St. Louis

Bridgeton Pediatrician Gets 20 Years In Twisted Pills-for-Sex Scheme

AI Assisted Icon
Published on March 25, 2026
Bridgeton Pediatrician Gets 20 Years In Twisted Pills-for-Sex SchemeSource: Unsplash/ Ye Jinghan

A federal judge has sentenced a former Bridgeton pediatrician to 20 years in federal prison after prosecutors said he used prescriptions as currency for sex, explicit photos and cash. Craig A. Spiegel, 70, admitted in December that he issued medically unnecessary prescriptions to vulnerable patients over a period spanning roughly 2014 to May 2023.

According to the U.S. Attorney's Office for the Eastern District of Missouri, U.S. District Judge John A. Ross imposed the 20-year sentence on March 24, 2026. The office quoted FBI Special Agent in Charge Chris Crocker as saying Spiegel was "no better than a street-level drug dealer" who "knowingly exploited individuals struggling with addiction."

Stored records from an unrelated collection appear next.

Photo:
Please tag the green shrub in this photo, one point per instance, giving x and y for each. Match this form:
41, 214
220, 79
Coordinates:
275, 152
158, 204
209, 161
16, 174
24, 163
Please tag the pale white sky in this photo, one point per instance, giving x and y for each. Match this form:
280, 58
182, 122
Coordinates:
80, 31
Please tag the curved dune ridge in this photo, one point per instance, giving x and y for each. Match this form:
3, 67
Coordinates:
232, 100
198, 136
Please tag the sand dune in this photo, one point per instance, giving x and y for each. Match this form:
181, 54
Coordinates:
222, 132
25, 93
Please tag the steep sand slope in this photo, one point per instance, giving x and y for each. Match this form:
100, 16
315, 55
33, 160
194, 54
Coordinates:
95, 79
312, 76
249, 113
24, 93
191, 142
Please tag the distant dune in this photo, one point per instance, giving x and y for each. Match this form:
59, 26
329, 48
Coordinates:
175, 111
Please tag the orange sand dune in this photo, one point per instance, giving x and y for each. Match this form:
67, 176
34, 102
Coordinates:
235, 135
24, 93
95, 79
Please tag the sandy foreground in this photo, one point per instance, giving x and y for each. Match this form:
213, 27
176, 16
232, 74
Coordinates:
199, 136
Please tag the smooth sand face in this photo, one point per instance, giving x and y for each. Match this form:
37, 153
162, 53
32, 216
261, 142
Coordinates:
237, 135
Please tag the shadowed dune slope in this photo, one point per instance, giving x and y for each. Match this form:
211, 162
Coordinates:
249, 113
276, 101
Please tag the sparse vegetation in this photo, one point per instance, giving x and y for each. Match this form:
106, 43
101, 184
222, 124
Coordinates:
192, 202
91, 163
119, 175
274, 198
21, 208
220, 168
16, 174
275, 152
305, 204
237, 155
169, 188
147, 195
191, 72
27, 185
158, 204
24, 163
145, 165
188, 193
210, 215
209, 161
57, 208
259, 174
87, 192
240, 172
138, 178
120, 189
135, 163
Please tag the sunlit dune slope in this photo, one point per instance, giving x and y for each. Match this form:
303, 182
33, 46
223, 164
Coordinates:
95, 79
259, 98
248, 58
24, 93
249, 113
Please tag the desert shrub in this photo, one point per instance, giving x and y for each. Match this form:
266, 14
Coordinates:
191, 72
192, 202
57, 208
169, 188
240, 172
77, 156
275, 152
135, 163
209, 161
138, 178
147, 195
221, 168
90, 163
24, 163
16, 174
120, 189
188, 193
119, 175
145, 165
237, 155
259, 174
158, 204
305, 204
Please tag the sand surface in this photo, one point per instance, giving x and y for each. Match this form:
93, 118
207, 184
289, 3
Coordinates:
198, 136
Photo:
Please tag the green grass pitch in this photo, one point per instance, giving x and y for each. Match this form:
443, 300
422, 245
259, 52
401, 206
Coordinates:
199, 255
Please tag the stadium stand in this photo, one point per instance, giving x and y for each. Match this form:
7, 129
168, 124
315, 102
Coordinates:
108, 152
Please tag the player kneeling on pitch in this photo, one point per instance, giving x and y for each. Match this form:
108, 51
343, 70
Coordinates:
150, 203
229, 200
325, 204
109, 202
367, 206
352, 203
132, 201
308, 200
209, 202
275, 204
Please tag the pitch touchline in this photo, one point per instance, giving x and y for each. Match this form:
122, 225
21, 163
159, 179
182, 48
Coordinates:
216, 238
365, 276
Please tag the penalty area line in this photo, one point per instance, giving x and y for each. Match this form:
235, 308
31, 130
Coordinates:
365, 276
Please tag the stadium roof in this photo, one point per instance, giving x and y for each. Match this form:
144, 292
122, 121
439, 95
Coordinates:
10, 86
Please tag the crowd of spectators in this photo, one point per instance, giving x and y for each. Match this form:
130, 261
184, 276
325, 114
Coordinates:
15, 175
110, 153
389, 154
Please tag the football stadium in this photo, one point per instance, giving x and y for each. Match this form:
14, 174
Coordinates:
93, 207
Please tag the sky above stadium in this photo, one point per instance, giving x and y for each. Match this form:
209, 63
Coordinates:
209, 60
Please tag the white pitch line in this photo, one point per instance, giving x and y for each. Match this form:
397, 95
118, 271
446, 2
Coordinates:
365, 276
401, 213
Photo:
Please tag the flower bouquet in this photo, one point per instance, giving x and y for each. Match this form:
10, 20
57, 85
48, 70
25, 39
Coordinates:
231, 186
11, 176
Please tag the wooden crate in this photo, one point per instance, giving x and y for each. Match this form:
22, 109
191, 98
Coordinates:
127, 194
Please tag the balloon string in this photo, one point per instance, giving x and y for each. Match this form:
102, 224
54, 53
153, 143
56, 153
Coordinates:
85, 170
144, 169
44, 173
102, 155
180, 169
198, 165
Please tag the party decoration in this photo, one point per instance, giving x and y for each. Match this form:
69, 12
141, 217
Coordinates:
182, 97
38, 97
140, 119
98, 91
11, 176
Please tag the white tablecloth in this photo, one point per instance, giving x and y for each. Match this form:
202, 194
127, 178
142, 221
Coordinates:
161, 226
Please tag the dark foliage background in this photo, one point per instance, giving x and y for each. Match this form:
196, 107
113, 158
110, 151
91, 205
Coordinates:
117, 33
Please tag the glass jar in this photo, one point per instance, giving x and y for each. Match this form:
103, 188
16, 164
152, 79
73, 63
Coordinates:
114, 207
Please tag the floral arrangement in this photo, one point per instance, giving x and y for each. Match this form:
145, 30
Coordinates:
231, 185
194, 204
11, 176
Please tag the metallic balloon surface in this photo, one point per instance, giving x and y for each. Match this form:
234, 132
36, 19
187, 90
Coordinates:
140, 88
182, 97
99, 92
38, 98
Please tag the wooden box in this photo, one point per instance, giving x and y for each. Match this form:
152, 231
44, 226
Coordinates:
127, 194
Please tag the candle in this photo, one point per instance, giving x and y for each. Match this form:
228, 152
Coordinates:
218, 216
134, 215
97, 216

Local court filings and reporting by the St. Louis Post-Dispatch say prosecutors tied Spiegel to roughly 1,200 prescriptions and more than 73,000 pills, including opioids, stimulants and benzodiazepines. The Post-Dispatch reports that many of the victims were adults whom Spiegel had treated as children, and that he often pressured them into sex acts, nude photos or cash in exchange for medications.

Charges and legal penalties

Spiegel pleaded guilty in December to illegal distribution of controlled substances, conspiracy to distribute controlled substances and making false statements related to health care, the U.S. Attorney's Office for the Eastern District of Missouri reported. The conspiracy and distribution counts each carry a maximum potential sentence of 20 years, while the false-statements charge carries up to five years, and Judge Ross ordered Spiegel to repay $114,480 to federal and state health programs.

Investigation and fallout

Bridgeton police opened the case after a woman reported being groped during a clinic visit in the spring of 2022, and investigators later obtained a search warrant for Spiegel's office, according to the St. Louis Post-Dispatch. Court documents reviewed by the paper say investigators found extensive phone messages and contacts with more than a dozen women, and that one woman identified in the filings died of an overdose on April 4, 2022.